Selbst Mitglieder der PUK kritisieren Talabanis bisherige Verhandlungsführung und seine „zu große Annäherung“ an Saddam Hussein. Einige vermuten taktische Motive. Talabani wolle möglicherweise Zeit gewinnen für einen Wiederaufbau der in den letzten Wochen von den irakischen Regierungstruppen weitgehend vernichteten bewaffneten kurdischen Verbände. Doch — so die Befürchtung der Kritiker — ermöglichten die jüngsten Vereinbarungen Saddam Hussein vor allem, die internationale Isolation seines Regimes zu durchbrechen und eine Lockerung der Wirtschaftssanktionen zu erreichen. Moniert wird auch, daß bei den bisherigen Erfolgsmeldungen Talabanis nicht von internationalen Garantien für die Einhaltung der Vereinbarungen die Rede war. An diesem Punkt erwarten KurdenvertreterInnen, daß die USA, Großbritannien und Frankreich — schon allein aus Eigeninteresse — stärker initiativ werden. Denn nur bei eindeutigen internationalen Garantien für Vereinbarungen mit Bagdad seien die Kurden bereit, in ihre Siedlungsgebiete zurückzukehren.
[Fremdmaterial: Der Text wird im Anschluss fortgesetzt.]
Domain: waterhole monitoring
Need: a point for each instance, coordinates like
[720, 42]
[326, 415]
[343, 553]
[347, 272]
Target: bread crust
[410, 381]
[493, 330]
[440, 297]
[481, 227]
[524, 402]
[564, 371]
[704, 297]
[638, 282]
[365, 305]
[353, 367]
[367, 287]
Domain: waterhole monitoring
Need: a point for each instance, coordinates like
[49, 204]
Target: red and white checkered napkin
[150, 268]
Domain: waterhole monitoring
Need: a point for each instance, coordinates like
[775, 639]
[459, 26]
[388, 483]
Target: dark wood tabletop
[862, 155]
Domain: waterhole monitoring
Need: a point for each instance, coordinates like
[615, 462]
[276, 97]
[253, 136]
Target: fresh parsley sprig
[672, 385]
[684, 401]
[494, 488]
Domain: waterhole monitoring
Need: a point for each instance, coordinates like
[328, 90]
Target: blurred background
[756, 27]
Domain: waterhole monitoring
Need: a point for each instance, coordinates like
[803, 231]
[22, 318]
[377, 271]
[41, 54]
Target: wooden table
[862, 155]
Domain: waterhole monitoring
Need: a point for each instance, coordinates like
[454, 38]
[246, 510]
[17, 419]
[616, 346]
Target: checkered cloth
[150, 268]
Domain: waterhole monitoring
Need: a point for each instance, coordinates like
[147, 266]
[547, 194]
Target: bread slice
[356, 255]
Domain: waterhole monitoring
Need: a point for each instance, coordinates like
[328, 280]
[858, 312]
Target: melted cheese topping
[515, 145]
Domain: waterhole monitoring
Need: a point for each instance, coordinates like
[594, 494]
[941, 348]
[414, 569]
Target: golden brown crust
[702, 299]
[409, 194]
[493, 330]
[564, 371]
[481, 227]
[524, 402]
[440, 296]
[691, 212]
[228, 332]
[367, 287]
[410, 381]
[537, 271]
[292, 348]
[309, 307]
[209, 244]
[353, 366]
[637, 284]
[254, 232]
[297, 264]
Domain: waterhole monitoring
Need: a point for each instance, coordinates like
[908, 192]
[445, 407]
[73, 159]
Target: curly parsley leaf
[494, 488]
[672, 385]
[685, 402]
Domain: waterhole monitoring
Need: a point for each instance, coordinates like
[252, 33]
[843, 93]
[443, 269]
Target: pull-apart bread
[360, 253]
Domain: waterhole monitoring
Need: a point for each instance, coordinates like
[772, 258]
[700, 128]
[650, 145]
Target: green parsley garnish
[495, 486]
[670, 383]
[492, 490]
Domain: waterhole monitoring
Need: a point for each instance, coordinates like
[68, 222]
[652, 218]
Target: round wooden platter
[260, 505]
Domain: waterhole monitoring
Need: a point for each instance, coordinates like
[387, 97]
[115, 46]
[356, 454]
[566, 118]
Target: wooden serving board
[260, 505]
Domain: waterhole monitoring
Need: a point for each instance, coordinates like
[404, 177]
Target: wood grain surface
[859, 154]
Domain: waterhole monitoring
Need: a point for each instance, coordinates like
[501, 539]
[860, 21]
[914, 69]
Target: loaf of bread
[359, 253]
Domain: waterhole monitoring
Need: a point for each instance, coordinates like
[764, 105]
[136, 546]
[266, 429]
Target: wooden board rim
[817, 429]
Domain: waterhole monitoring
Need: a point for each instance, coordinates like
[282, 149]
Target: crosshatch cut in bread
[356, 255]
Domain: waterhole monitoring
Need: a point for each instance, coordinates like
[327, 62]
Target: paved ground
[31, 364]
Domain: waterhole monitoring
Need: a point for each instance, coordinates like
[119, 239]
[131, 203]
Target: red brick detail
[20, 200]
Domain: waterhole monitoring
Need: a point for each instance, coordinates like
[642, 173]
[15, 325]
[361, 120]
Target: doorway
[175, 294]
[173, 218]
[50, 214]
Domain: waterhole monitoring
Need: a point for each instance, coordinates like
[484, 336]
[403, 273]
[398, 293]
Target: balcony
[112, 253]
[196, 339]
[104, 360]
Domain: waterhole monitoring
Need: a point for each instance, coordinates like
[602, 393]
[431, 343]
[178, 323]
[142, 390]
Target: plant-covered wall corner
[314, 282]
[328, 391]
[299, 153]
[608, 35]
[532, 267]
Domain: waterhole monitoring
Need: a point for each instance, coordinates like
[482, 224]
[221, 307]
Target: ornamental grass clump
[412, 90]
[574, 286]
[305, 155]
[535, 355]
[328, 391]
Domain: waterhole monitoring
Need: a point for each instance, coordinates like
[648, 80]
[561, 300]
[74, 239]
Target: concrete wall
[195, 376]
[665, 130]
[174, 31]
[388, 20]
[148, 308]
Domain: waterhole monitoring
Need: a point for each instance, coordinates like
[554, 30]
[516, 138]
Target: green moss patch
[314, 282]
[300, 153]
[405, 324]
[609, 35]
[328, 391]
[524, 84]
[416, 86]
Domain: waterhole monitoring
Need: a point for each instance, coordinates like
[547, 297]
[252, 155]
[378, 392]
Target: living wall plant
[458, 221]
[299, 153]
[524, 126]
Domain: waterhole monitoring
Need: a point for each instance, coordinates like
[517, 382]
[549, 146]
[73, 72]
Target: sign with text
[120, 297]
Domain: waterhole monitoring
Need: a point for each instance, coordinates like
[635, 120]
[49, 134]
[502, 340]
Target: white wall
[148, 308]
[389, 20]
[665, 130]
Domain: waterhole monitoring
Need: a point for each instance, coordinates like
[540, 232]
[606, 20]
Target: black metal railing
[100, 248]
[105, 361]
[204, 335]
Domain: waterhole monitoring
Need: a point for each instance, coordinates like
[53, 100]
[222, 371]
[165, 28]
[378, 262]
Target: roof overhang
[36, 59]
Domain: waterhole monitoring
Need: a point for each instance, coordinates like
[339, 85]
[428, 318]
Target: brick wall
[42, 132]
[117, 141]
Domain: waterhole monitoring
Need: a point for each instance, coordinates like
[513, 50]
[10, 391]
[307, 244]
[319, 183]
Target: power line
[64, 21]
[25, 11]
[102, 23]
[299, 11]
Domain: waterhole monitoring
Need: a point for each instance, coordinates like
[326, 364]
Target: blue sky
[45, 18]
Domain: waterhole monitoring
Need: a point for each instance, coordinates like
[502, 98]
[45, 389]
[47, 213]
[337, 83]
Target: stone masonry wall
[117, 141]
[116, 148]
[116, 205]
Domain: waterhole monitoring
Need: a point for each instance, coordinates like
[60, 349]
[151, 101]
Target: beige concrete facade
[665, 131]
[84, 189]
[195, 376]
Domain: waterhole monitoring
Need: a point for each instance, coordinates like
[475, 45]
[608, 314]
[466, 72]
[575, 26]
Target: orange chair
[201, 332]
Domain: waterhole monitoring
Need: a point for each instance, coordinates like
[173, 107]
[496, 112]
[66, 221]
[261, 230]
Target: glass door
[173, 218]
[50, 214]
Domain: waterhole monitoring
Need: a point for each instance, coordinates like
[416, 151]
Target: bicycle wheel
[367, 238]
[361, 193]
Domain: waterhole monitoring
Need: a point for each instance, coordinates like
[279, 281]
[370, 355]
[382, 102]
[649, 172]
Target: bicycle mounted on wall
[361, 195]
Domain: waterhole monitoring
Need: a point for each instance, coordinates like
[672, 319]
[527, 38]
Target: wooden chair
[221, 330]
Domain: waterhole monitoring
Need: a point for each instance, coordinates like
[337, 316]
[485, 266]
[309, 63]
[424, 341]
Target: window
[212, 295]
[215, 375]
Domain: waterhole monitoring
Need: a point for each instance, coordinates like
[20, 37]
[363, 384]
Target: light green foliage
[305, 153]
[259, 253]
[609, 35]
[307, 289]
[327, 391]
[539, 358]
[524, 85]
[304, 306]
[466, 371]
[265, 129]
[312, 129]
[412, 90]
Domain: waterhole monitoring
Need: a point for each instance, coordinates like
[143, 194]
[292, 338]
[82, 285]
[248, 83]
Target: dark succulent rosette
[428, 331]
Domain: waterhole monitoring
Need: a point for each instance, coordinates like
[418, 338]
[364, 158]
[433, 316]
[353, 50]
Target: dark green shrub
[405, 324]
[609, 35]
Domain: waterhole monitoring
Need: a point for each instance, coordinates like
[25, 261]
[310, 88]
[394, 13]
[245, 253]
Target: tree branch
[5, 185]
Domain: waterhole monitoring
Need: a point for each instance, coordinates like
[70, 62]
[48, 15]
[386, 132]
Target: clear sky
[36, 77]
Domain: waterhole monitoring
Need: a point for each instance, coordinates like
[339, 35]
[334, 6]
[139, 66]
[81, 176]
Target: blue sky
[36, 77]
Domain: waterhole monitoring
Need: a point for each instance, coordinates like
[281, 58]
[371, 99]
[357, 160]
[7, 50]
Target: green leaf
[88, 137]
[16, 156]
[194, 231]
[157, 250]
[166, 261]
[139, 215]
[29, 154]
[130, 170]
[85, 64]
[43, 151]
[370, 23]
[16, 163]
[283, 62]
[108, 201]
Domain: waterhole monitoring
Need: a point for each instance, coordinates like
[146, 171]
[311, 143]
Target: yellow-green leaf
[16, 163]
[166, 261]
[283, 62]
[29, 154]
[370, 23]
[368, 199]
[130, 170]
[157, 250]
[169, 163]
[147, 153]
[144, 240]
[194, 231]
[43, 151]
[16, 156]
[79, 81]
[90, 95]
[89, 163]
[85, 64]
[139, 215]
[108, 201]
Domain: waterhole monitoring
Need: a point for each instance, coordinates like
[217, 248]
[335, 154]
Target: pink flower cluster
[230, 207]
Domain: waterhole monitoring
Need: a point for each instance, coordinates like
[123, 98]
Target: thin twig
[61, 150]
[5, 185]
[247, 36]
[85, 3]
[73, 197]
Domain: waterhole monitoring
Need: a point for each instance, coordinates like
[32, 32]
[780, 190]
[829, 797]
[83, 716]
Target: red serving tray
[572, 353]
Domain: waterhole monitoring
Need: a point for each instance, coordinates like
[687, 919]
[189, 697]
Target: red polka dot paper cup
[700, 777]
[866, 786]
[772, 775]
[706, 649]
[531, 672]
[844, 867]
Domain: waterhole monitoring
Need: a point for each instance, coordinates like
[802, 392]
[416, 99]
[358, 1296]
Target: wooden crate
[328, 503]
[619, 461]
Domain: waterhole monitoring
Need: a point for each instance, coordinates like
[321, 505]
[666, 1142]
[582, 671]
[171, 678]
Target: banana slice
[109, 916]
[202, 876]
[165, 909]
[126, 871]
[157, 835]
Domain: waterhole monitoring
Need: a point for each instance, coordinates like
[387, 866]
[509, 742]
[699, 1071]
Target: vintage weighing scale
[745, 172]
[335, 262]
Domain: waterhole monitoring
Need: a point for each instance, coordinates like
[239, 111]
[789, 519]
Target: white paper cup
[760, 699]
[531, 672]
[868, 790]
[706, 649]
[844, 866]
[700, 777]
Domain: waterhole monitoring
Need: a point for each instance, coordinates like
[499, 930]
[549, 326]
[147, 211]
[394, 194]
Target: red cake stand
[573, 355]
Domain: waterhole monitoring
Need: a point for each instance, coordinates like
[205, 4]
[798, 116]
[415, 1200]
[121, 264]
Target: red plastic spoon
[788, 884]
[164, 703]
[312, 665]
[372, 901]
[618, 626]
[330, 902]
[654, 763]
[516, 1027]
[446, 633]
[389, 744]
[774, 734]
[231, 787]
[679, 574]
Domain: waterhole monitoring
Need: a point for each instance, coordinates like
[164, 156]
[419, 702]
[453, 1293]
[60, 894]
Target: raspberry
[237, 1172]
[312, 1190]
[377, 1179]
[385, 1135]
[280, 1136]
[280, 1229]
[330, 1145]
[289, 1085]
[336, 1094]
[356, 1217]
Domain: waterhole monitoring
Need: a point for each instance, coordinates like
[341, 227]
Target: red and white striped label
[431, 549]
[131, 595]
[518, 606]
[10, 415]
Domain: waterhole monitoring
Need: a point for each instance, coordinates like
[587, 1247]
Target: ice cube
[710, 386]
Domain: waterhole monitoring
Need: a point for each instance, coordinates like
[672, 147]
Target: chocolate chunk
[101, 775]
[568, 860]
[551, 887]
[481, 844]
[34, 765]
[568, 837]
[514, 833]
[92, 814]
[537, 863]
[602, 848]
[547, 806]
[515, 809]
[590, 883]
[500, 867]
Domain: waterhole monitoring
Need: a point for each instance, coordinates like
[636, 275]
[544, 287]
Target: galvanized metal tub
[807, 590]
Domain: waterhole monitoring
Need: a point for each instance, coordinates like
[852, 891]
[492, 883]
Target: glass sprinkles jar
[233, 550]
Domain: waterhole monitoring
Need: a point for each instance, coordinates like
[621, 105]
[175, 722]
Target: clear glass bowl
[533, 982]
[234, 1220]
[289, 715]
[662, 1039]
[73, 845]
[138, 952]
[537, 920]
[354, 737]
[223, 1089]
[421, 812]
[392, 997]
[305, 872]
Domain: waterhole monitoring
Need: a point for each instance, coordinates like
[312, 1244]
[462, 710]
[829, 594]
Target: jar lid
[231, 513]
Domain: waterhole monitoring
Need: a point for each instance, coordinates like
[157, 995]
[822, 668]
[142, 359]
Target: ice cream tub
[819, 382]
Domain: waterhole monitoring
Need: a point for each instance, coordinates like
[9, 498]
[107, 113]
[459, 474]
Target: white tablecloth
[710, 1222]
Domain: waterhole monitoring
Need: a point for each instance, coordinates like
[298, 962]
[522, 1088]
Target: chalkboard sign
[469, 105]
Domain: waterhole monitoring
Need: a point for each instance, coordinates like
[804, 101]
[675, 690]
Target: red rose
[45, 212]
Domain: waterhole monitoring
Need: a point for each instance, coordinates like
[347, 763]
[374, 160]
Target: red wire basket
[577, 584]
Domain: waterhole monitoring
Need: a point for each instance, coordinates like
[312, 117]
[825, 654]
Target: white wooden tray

Die USA streben „autonome Region“ an

Die Vereinigten Staaten streben im Irak eine „permanente gesicherte autonome kurdische Region“ an, deren militärische Sicherheit von den Vereinten Nationen oder einem dritten Land mit multilateraler Unterstützung garantiert werden soll. Dies berichtete die britische Zeitung 'The Independent‘ unter Berufung auf ein vertrauliches US-Militärpapier. Interesse Washingtons ist dabei, möglichst rasch seine Truppen aus dem Nordirak abziehen zu können. US- Präsident Bush kommentierte den Zeitungsbericht mit den Worten, der Plan beschreibe keine offizielle Regierungspolitik. Die USA wollten den Irak nicht zergliedern oder aufteilen, andererseits müsse das Leben der Kurden geschützt werden.